The Taliban bases in Balochistan are also hide-outs from where their fighters mount military operations to overthrow the government of Afghanistan. This campaign to usurp power in Kabul and re-impose a fundamentalist regime seems to be taking place with the tacit collusion of sections of the Pakistani military and intelligence services. They are talking no serious action to stop the Taliban using Balochistan as a base for their Islamist war against democracy and human rights. It looks like complicity.
The international community should stand in solidarity with the Baloch people against the Taliban fundamentalists. It ought to oppose Pakistan’s repression in Balochistan and support the Baloch people’s right to self-determination. Baloch secular nationalism could act as a powerful bulwark against the Talibanisation of the country, which ultimately threatens all the people of Pakistan and Afghanisatan – and the wider region.
Whether self-determination means the restoration of independence or full regional autonomy within a federal Pakistan is a matter for the Baloch people. The best way to resolve this issue would be for the government of Pakistan to authorise a UN supervised and monitored referendum to allow the people of Balochistan to freely and democratically determine their own future. The Baloch people, like all people everywhere, have a right to self-determination, democracy, human rights and social justice.
Background: Economic exploitation and cultural subjugation
Balochistan comprises half the land mass of Pakistan. It is the region with greatest natural resources, including oil, gas, coal, gold and copper. This huge wealth is extracted and exported, to the benefit of the elite in Islamabad. Meanwhile, much of the Baloch population is left malnourished, illiterate and semi-destitute; living in squalid housing with no electricity, gas or clean drinking water.
Islamabad has a sinister scheme to colonise Balochistan with Punjabis (the largest and dominant ethnic group in Pakistan). The aim is to make the Baloch people a minority in their own homeland, as happened to the Native Americans in the US. This goal has already been achieved in major cities like Quetta, where colonist settlers now predominate.
The tactic of colonisation is partly based on a lust for the resources and wealth of Balochistan and partly on the supremacist mindset of Pakistan’s ruling establishment, which believes that it has a duty to ‘civilise’ and ‘modernise’ the ‘backward’ Balochs. They have imposed an alien language, Urdu, on the Balochi-speaking people. Borrowing from the methods of the apartheid regime in South Africa, which forced black children to be schooled in Afrikaans, Islamabad has dictated that Urdu is the compulsory language of instruction in Baloch educational institutions.

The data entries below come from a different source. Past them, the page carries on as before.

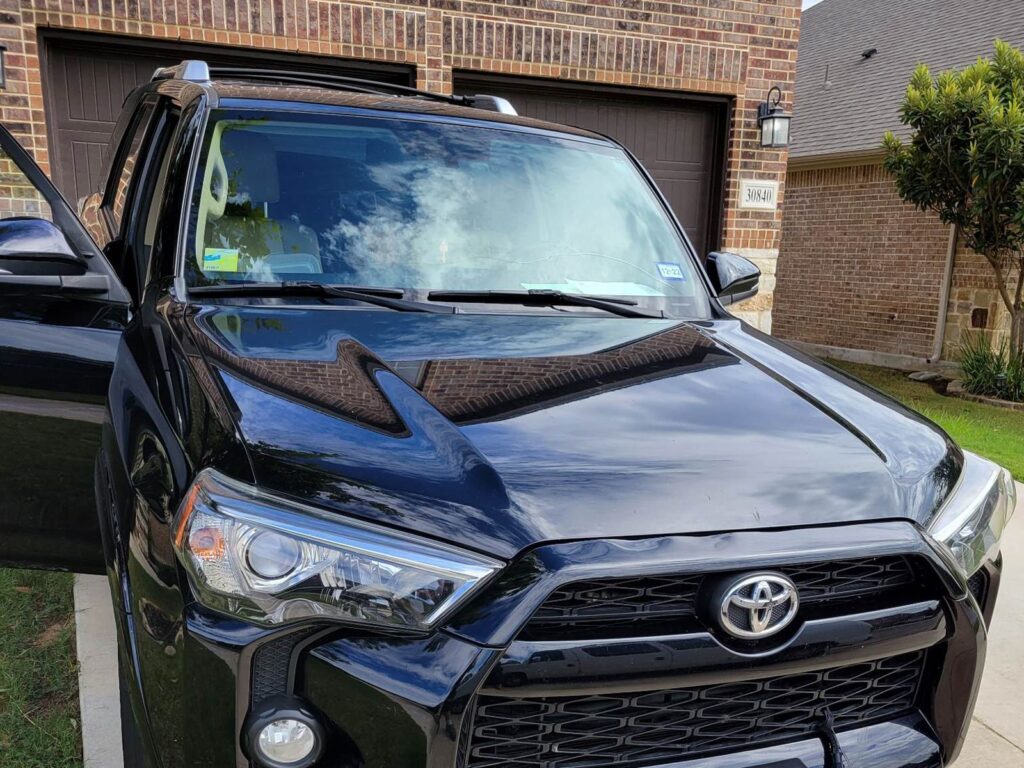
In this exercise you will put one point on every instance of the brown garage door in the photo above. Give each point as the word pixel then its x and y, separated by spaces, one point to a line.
pixel 679 140
pixel 88 76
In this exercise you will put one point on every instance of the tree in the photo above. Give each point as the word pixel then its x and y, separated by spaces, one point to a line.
pixel 965 161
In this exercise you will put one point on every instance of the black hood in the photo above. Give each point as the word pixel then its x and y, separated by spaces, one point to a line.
pixel 501 431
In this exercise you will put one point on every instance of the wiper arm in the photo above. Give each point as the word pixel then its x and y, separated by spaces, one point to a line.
pixel 390 298
pixel 547 297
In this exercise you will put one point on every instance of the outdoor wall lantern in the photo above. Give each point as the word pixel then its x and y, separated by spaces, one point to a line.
pixel 773 121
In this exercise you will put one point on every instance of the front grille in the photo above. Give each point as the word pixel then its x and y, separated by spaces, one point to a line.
pixel 652 605
pixel 271 664
pixel 638 729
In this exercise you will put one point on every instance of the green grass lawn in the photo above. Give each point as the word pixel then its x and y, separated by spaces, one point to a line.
pixel 996 433
pixel 39 714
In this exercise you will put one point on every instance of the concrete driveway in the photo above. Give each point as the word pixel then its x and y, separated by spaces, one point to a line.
pixel 996 738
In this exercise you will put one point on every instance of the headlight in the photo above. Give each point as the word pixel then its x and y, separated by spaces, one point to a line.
pixel 269 561
pixel 971 522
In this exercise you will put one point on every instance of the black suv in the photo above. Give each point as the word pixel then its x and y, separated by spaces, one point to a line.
pixel 420 437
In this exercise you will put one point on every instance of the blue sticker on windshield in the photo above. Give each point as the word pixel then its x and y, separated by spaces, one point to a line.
pixel 671 270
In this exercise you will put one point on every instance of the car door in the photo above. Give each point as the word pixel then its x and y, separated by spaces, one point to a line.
pixel 62 310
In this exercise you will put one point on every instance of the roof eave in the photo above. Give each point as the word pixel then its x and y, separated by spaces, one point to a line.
pixel 835 160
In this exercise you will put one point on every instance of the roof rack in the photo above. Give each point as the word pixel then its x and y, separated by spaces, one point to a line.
pixel 190 69
pixel 197 71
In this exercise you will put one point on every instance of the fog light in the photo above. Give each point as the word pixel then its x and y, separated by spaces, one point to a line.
pixel 287 741
pixel 282 732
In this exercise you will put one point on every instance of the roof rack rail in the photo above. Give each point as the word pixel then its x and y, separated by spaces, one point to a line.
pixel 495 103
pixel 197 71
pixel 193 70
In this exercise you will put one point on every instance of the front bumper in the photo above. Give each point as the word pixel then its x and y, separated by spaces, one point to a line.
pixel 409 701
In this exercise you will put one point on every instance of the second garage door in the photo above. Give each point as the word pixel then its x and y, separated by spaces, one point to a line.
pixel 88 76
pixel 680 141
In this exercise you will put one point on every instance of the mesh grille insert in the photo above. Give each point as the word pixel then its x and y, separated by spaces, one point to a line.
pixel 271 664
pixel 637 729
pixel 651 605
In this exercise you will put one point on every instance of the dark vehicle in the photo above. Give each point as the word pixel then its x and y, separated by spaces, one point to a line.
pixel 420 437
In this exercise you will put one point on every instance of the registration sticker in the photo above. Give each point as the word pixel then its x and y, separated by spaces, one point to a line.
pixel 671 270
pixel 220 260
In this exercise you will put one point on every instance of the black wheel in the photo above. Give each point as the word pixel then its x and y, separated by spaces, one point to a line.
pixel 131 740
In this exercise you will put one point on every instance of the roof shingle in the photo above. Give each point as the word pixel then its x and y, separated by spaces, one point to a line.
pixel 845 102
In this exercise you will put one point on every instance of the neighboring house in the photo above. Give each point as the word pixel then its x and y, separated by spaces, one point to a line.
pixel 678 82
pixel 859 269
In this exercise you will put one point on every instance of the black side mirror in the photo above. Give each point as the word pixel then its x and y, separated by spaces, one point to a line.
pixel 36 247
pixel 733 276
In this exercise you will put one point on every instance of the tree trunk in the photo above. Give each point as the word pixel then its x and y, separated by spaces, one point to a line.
pixel 1017 332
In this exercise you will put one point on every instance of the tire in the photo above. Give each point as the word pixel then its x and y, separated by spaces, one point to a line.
pixel 131 739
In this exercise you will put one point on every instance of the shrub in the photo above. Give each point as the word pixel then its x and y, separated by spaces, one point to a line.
pixel 984 368
pixel 1014 387
pixel 994 373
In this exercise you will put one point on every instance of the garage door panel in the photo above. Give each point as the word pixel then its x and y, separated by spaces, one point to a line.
pixel 678 141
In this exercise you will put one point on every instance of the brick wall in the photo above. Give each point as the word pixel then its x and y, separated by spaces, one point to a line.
pixel 738 48
pixel 861 269
pixel 974 289
pixel 858 267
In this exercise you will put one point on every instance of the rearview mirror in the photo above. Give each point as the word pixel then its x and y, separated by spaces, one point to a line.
pixel 733 276
pixel 36 247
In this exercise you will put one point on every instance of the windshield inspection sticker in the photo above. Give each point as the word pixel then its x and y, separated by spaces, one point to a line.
pixel 670 270
pixel 220 260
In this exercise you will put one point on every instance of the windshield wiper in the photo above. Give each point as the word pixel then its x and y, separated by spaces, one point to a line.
pixel 390 298
pixel 547 297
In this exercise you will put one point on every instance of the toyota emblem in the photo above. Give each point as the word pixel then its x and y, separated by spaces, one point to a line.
pixel 759 605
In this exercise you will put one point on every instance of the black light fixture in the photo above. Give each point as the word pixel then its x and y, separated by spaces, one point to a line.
pixel 773 121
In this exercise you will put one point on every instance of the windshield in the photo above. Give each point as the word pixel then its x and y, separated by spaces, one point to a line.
pixel 425 206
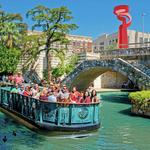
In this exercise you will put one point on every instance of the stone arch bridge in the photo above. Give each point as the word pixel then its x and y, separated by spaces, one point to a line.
pixel 88 70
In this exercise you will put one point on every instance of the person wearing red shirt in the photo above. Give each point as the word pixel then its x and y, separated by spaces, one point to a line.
pixel 75 95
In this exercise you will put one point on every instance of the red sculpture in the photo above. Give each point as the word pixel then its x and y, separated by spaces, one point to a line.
pixel 122 13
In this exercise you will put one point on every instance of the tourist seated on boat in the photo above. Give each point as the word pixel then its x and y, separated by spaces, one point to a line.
pixel 74 95
pixel 80 99
pixel 63 94
pixel 43 95
pixel 11 78
pixel 51 87
pixel 35 91
pixel 15 89
pixel 27 91
pixel 86 98
pixel 90 88
pixel 51 97
pixel 21 89
pixel 18 79
pixel 94 97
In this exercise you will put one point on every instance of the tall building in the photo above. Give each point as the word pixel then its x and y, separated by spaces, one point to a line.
pixel 110 41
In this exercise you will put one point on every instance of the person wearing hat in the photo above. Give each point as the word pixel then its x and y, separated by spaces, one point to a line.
pixel 19 79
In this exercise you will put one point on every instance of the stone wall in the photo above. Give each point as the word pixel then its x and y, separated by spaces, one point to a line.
pixel 112 80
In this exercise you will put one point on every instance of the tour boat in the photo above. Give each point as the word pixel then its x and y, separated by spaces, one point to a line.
pixel 50 116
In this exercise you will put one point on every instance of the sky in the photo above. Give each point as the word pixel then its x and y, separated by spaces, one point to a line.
pixel 93 17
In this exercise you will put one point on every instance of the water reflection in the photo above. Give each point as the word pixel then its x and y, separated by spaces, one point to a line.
pixel 119 131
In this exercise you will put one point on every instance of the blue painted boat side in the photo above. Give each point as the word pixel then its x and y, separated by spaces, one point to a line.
pixel 52 116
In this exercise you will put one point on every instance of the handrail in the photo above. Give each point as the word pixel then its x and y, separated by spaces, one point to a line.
pixel 67 102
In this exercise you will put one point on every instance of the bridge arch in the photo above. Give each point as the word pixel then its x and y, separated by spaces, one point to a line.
pixel 88 70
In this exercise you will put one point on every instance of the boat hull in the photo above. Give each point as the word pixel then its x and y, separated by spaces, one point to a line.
pixel 51 116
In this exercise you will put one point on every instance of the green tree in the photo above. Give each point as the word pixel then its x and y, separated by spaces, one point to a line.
pixel 9 59
pixel 11 32
pixel 54 23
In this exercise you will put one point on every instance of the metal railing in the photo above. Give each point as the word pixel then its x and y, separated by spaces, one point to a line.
pixel 50 113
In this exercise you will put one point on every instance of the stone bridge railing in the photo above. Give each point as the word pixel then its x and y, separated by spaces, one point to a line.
pixel 121 53
pixel 76 78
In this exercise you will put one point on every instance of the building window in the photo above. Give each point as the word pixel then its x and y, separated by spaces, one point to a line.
pixel 102 43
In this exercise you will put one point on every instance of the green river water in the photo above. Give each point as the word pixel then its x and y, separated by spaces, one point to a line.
pixel 119 131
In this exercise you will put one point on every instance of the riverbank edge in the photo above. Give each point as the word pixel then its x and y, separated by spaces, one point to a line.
pixel 145 113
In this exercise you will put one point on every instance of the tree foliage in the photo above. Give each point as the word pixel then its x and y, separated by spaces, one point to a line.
pixel 9 59
pixel 54 23
pixel 11 29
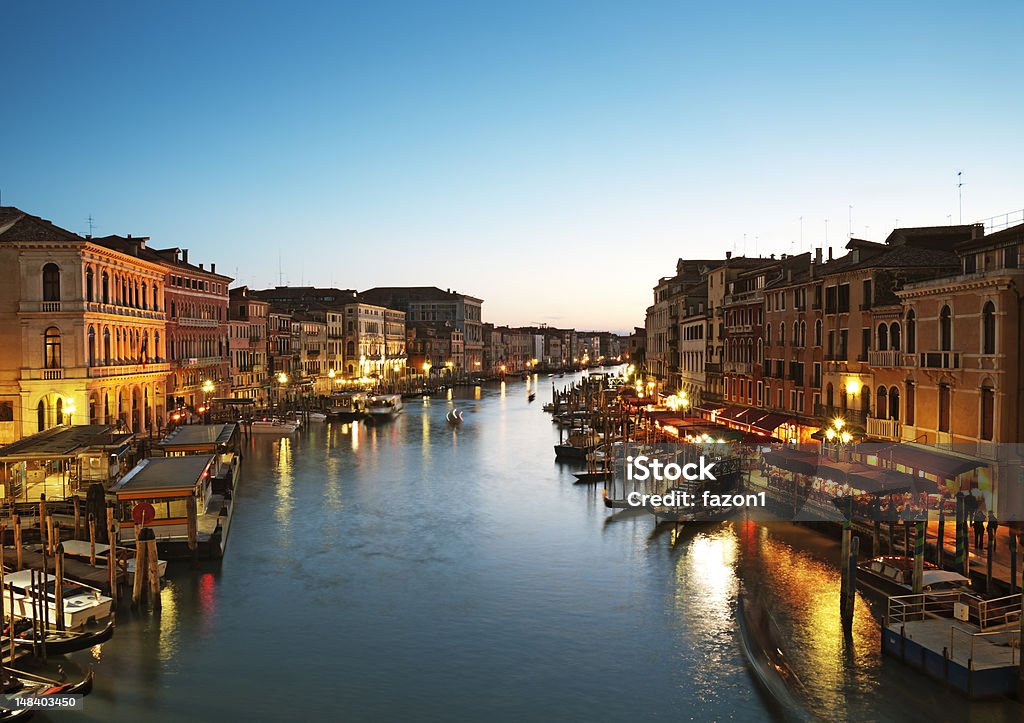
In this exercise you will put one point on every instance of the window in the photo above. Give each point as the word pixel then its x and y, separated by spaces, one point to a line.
pixel 945 397
pixel 883 337
pixel 51 348
pixel 893 402
pixel 945 330
pixel 988 329
pixel 987 412
pixel 51 283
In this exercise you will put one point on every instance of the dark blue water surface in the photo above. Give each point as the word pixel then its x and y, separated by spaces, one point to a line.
pixel 417 571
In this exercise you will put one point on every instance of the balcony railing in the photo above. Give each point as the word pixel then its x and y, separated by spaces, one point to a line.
pixel 939 359
pixel 128 369
pixel 885 428
pixel 888 357
pixel 828 412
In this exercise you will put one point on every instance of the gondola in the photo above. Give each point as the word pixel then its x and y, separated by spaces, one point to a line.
pixel 767 662
pixel 61 642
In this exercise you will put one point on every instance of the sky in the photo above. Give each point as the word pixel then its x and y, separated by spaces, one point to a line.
pixel 553 158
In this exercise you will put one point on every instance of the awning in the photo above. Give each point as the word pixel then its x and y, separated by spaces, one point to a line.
pixel 923 460
pixel 770 422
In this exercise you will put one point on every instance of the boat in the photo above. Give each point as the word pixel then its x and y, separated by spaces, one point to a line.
pixel 454 417
pixel 348 405
pixel 79 550
pixel 59 642
pixel 82 603
pixel 273 426
pixel 768 663
pixel 383 407
pixel 893 575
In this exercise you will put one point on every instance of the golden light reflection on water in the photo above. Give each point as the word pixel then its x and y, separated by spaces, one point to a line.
pixel 283 491
pixel 169 633
pixel 803 592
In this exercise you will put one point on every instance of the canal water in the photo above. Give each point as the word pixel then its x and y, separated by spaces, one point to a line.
pixel 419 571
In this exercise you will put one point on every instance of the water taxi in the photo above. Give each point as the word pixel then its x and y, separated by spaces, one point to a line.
pixel 82 603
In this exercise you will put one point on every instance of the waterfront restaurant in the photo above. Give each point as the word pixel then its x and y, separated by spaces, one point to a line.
pixel 169 483
pixel 204 439
pixel 59 461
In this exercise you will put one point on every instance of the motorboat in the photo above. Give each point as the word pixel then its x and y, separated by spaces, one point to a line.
pixel 273 426
pixel 383 407
pixel 893 575
pixel 82 603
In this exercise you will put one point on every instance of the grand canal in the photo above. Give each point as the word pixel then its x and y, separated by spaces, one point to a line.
pixel 418 571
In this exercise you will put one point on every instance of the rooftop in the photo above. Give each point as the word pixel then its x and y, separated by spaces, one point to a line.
pixel 66 441
pixel 199 435
pixel 165 473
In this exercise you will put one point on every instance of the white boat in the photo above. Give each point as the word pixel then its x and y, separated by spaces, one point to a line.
pixel 79 549
pixel 273 426
pixel 383 407
pixel 82 603
pixel 348 405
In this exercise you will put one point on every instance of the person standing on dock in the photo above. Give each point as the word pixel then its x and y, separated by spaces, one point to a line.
pixel 993 524
pixel 979 529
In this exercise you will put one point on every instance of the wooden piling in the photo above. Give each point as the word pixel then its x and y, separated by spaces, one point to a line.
pixel 137 584
pixel 153 568
pixel 17 541
pixel 58 588
pixel 919 556
pixel 92 540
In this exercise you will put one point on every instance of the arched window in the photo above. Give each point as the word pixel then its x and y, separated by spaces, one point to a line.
pixel 987 412
pixel 988 329
pixel 51 348
pixel 883 341
pixel 51 283
pixel 945 330
pixel 881 403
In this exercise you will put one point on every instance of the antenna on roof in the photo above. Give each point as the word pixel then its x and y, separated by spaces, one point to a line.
pixel 960 194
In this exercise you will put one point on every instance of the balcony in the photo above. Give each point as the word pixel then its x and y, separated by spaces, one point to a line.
pixel 885 428
pixel 889 357
pixel 939 359
pixel 190 322
pixel 827 412
pixel 738 367
pixel 128 369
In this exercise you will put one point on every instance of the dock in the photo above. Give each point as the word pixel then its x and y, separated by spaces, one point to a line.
pixel 972 645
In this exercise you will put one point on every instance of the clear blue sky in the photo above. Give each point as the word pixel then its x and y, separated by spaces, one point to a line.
pixel 554 158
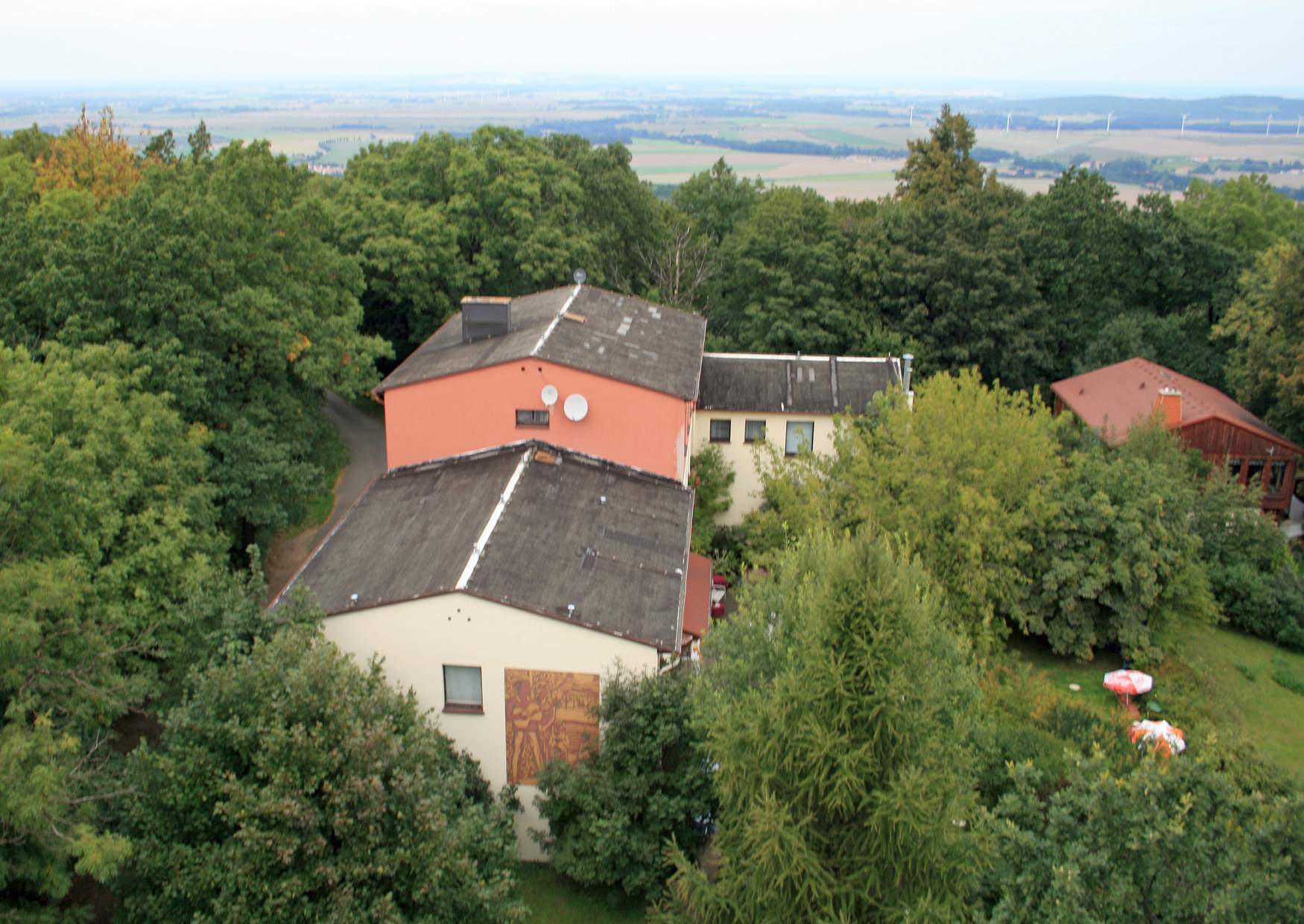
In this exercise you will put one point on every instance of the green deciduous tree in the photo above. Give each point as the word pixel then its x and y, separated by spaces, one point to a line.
pixel 838 704
pixel 1119 563
pixel 222 278
pixel 940 165
pixel 968 478
pixel 1265 325
pixel 1183 840
pixel 1253 575
pixel 290 785
pixel 952 275
pixel 779 280
pixel 716 200
pixel 1179 342
pixel 200 142
pixel 493 214
pixel 107 536
pixel 711 477
pixel 1244 214
pixel 646 785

The cultural conquest of Baluchistan also involves the Islamification of the traditionally more secular Baloch nation. A large number of religious schools have been funded by the Pakistani state, with a view to imposing Pakistan’s harsher, more narrow-minded interpretation of Islam. This is fuelling fundamentalism, and transforming Balochistan’s religious and cultural mores in ways that undermine human rights.